The statistician, Andrew Gelman, hates polynomials.  I love them.

Polynomials are really very cool and they have a lot of very nice properties.

One of the most important properties they have in statistics is that they form a "ring".  This is an algebraic term meaning that any two elements of the set may be added (subtracted) or multiplied (divided) and the corresponding outcome is also an element of the set.  Fractions form a ring.  If you take any fraction and multiply it by any other fraction you get a fraction (a rational number).  Numbers (natural numbers) do not form a ring.  5/4 is not a natural number.

What is the big deal about rings?

The big deal is that if we have a set of continuous functions on a closed and bounded space that form a ring, then that set can approximate any (that is any and all) continuous functions on the aforementioned space.  In English.   If we want to approximate a continuous function, then we can't do any better than to use a polynomial.  For those interested, check out Stone-Weierstrass Theorem.

Polynomials are also unbelievably easy to estimate.  We can just do ordinary least squares regression and viola.
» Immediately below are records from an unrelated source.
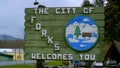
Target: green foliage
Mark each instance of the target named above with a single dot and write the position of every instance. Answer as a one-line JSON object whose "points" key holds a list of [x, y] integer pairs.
{"points": [[112, 20], [18, 66], [86, 3], [77, 31]]}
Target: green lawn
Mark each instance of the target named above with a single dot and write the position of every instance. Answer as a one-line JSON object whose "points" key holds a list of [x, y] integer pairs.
{"points": [[18, 66]]}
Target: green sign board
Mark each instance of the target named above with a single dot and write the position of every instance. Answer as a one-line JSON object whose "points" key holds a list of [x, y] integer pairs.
{"points": [[67, 33]]}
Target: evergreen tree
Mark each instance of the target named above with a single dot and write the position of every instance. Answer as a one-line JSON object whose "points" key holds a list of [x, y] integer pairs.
{"points": [[86, 3], [77, 31], [112, 20]]}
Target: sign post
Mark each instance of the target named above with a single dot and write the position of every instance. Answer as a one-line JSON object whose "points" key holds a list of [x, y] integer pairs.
{"points": [[74, 33]]}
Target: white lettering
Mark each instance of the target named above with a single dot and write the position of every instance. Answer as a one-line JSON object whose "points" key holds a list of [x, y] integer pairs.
{"points": [[88, 9], [74, 9], [35, 10], [33, 19], [44, 33], [48, 56], [92, 57], [57, 46], [38, 56], [63, 10], [38, 26], [59, 56], [50, 39], [57, 10], [43, 56], [33, 56], [64, 56], [81, 56], [70, 56], [86, 56], [54, 56], [43, 10]]}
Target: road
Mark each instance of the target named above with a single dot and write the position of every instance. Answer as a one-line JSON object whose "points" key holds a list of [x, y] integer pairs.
{"points": [[4, 63]]}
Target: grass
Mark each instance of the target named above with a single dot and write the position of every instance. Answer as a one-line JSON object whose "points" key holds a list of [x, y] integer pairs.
{"points": [[18, 66]]}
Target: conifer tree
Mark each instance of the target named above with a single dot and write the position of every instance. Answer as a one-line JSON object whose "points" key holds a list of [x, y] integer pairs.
{"points": [[112, 20]]}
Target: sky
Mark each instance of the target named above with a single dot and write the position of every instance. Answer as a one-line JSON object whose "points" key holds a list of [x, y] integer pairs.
{"points": [[12, 13]]}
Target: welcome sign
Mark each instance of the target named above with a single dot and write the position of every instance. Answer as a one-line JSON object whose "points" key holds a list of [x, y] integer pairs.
{"points": [[64, 33]]}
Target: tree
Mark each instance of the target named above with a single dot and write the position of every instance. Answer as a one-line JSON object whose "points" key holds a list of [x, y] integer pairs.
{"points": [[77, 31], [86, 3], [112, 20]]}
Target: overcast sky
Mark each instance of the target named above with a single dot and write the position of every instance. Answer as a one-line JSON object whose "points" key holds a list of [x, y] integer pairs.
{"points": [[12, 13]]}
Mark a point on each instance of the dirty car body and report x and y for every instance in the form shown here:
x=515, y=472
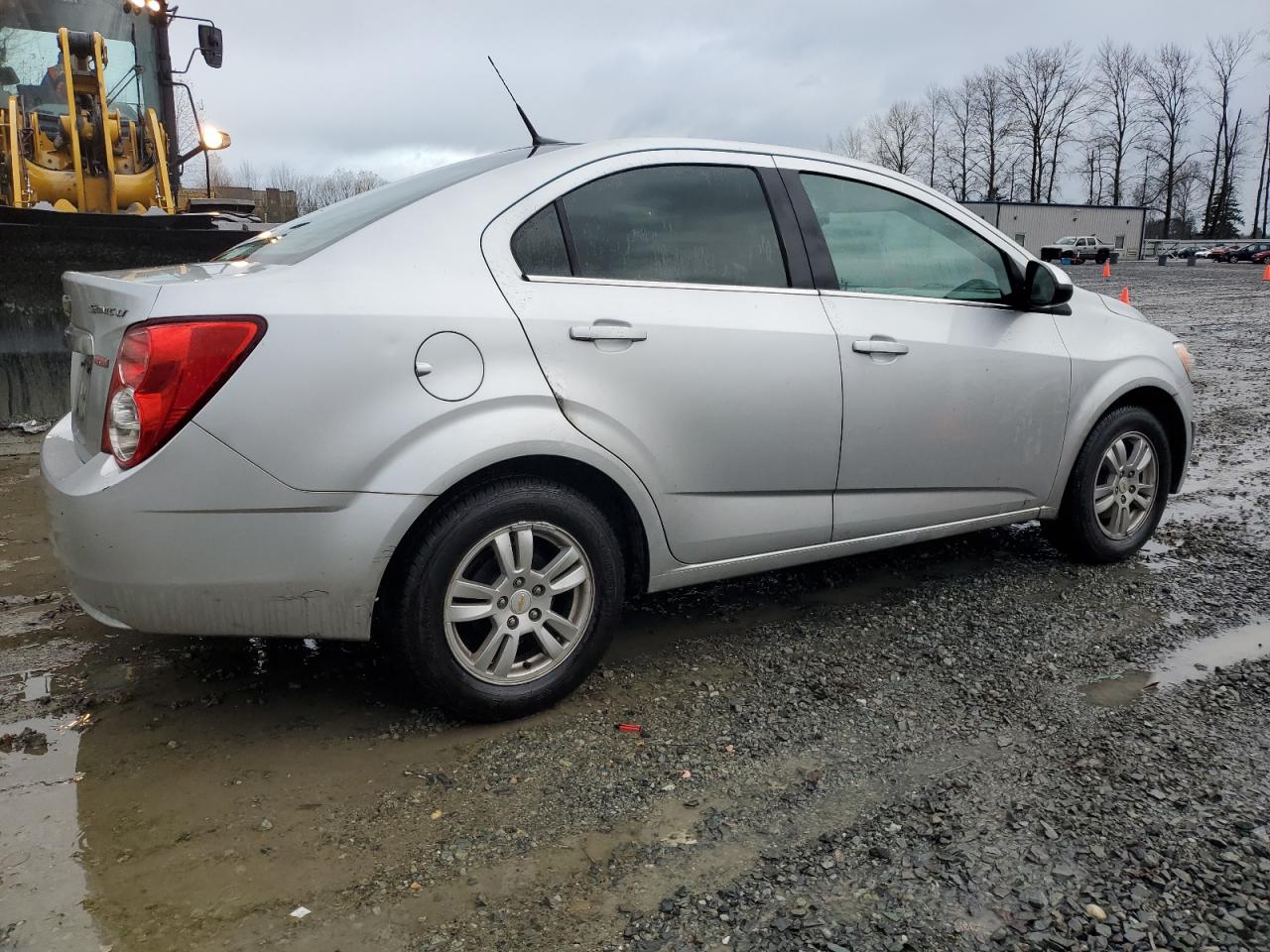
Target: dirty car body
x=734, y=357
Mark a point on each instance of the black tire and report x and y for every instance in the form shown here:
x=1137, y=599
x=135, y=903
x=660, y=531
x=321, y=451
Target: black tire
x=1078, y=531
x=416, y=611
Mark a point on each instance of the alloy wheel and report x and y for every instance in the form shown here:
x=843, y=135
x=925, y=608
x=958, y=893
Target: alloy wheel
x=518, y=603
x=1124, y=490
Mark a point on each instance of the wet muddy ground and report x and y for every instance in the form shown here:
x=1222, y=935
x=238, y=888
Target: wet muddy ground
x=955, y=746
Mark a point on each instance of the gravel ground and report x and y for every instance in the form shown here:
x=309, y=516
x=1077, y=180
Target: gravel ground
x=970, y=744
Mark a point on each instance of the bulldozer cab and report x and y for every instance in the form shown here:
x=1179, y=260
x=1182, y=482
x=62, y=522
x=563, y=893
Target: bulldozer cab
x=80, y=107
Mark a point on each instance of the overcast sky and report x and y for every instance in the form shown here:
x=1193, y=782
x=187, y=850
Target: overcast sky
x=400, y=86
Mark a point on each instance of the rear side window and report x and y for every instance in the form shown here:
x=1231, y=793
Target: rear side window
x=684, y=223
x=539, y=245
x=884, y=243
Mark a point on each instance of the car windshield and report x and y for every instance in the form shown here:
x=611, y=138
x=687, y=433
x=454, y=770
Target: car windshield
x=296, y=240
x=31, y=49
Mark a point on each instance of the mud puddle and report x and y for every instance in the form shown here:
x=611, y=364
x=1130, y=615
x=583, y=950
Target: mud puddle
x=42, y=884
x=1191, y=661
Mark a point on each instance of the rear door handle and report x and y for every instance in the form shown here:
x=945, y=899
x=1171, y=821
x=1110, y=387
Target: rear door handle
x=879, y=347
x=606, y=331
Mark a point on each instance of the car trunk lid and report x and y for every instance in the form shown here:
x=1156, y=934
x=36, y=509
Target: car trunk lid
x=100, y=307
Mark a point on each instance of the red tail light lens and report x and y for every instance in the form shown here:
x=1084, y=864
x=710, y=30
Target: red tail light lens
x=166, y=371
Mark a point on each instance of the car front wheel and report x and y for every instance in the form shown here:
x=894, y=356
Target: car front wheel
x=1115, y=494
x=509, y=599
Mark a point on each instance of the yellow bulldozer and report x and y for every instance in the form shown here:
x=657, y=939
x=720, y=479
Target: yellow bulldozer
x=90, y=171
x=62, y=143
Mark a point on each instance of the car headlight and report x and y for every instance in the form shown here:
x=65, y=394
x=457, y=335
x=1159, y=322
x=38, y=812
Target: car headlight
x=1184, y=356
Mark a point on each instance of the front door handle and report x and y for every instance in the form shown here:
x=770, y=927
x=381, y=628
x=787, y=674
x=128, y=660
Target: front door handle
x=879, y=347
x=606, y=331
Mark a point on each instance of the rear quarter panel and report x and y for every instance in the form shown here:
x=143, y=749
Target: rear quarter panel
x=329, y=400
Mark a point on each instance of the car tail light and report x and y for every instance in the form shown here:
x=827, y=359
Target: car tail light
x=166, y=371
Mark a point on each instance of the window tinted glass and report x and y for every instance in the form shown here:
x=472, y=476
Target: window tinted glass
x=539, y=245
x=887, y=244
x=695, y=223
x=302, y=238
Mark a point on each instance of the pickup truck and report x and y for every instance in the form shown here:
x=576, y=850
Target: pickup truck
x=1079, y=249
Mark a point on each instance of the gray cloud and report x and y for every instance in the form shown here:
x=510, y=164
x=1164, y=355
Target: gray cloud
x=402, y=86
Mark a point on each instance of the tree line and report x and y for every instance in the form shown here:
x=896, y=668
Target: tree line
x=1155, y=128
x=313, y=190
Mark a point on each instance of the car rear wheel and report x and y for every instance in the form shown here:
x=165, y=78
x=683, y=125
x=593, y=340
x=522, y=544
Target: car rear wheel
x=1116, y=492
x=508, y=599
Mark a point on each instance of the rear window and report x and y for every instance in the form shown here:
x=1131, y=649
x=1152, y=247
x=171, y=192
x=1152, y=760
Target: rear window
x=299, y=239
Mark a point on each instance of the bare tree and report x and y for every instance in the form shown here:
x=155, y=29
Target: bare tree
x=1167, y=81
x=1224, y=56
x=1259, y=220
x=1188, y=193
x=1116, y=70
x=1091, y=168
x=851, y=143
x=994, y=130
x=933, y=127
x=896, y=137
x=1071, y=109
x=960, y=105
x=1044, y=87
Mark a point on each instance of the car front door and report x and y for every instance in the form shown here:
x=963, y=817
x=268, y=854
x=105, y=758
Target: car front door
x=656, y=291
x=953, y=400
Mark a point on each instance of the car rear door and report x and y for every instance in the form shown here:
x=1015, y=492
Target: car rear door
x=953, y=400
x=667, y=298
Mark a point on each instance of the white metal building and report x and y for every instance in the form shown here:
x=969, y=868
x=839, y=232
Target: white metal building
x=1033, y=225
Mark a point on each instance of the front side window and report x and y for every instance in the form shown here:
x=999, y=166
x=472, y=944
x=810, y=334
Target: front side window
x=883, y=243
x=683, y=223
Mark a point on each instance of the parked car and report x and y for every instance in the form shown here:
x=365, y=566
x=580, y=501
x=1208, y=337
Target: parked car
x=1245, y=253
x=470, y=412
x=1078, y=249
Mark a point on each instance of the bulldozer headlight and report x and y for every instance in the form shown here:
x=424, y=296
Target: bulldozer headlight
x=213, y=139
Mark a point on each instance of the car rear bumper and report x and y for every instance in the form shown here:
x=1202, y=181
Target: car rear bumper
x=200, y=540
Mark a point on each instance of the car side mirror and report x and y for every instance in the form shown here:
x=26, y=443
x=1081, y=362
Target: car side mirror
x=1047, y=285
x=211, y=45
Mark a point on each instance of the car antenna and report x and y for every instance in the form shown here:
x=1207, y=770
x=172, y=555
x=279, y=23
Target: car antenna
x=534, y=134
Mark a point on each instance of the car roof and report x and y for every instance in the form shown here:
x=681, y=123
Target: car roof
x=571, y=155
x=601, y=149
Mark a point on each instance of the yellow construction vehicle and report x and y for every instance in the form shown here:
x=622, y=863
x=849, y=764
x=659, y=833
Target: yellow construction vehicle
x=63, y=144
x=89, y=171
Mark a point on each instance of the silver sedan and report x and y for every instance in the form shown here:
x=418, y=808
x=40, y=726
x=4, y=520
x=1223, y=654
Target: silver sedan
x=470, y=412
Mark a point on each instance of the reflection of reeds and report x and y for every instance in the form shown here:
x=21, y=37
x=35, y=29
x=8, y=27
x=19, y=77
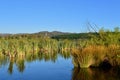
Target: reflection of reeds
x=95, y=55
x=95, y=74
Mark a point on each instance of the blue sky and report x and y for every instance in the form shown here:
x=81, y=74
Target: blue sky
x=29, y=16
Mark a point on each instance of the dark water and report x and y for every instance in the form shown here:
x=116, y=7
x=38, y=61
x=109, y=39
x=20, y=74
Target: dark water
x=49, y=67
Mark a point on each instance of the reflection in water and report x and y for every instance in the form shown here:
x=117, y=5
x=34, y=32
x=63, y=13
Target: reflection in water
x=10, y=69
x=96, y=74
x=19, y=61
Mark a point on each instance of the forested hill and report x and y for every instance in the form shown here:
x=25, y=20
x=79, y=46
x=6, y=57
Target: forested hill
x=54, y=35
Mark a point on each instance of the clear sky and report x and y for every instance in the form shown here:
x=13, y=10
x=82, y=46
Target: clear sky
x=29, y=16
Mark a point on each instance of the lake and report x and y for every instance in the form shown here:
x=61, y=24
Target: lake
x=57, y=67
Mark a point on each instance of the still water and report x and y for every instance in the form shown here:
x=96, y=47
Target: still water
x=57, y=67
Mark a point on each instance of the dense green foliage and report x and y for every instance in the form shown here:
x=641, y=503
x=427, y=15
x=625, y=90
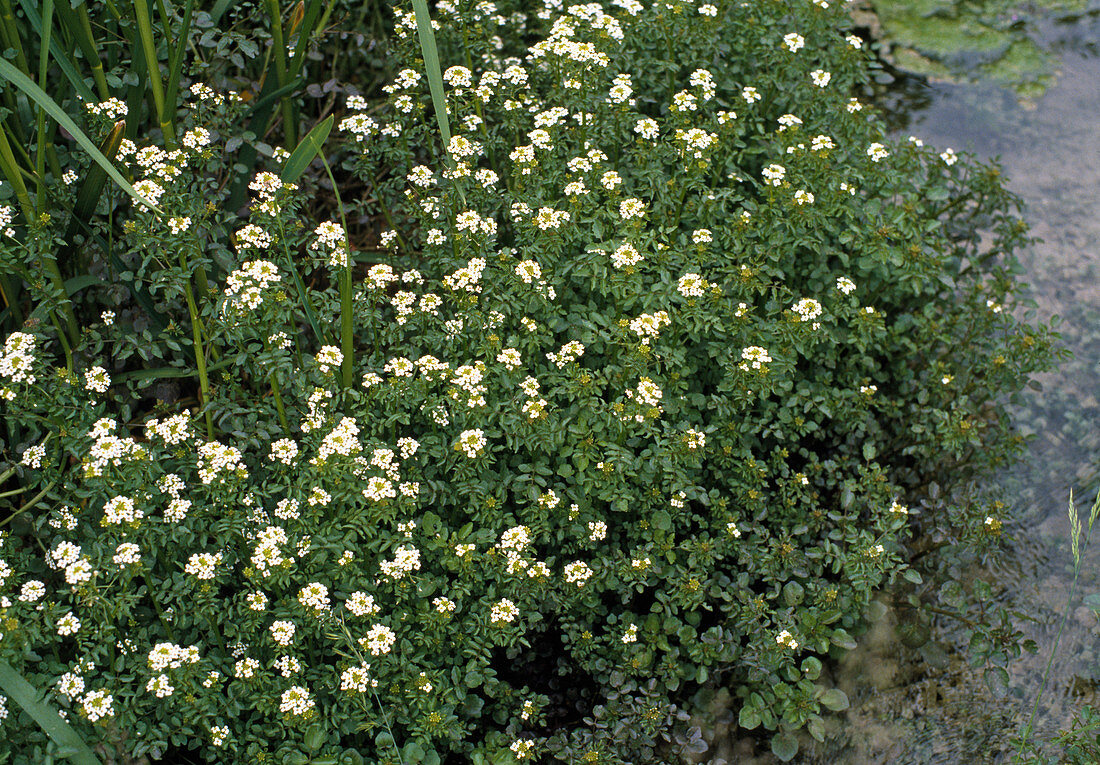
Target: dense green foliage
x=628, y=393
So any function you want to estimate can be approximated with a polynomial and they are really easy to estimate.  What is not to love?

How do you know that the polynomial you are estimating is really equal to the function you are interested in approximating?  Well.  You don't.

Gelman points out that there is a tendency to estimate very high order polynomials and he discusses the implications in this unpublished working paper.  The problem is that the data may not allow such polynomials to be identified.  The result is that many important coefficient estimates are simply made up numbers.  

I show in this paper that if you have a sequence of polynomials and a data set with enough information to accurately each polynomial in the sequence, then that sequence converges to the function of interest.  I also show in a Monte Carlo (with made up numbers) experiment that if there is not enough information in the data to accurately estimate a high order polynomial, the approximation error is very large.

The corollary is that if you have a polynomial that is a poor approximation of the function of interest then there is not enough information in the data to accurately estimate the high order polynomial.

Sunday, June 8, 2014

RCTs are Like Looking for Money Under the Street Light

Mutt and Jeff (June 3 1942)
Rubin (1974) argues that we should prefer randomized control trials (RCT) to observational data because the "casual effect" of the treatment is measured from the RCT data under mild assumptions. 

Rubin defines the "causal effect" of a new treatment as the difference between the outcome of the patient when she is given the new treatment and the outcome of the patient if she had received the current standard of care.  Rubin acknowledges that the difference is not observed and is in fact unobservable.  A patient can only ever receive one treatment and so it is not possible to observe the outcome in two alternative treatments.

Like the man in the top hat, Rubin suggests looking for the information in the light.  In Rubin's case the "light" is provided by the RCT which measures the average treatment effect under mild assumptions.  Rubin argues that average treatment effect is a measure of the difference in outcomes for the "typical" patient.  If we take "typical" to mean that it is true for some reasonable sized group of patients, then there is no reason to believe that the "typical treatment effect" will even have the same sign as the average treatment effect.  The average treatment effect averages over the difference in outcomes for each of the patients.  If some patients benefit from the treatment and some patients are harmed by the treatment then the average treatment effect may be positive or negative depending on the relative sizes of the two patient groups and the relative sizes of the benefits or harms.

If the average treatment effect is positive then we know for certain that there exists one patient for whom the new treatment was better than the existing treatment.  That is it.  That is all we know for certain.  It may be that all patients are better off with new treatment or it may be that (almost) all patients are worse off with the new treatment.  The average treatment effect is observed by the light of the RCT but it tells us very little about what we are looking for.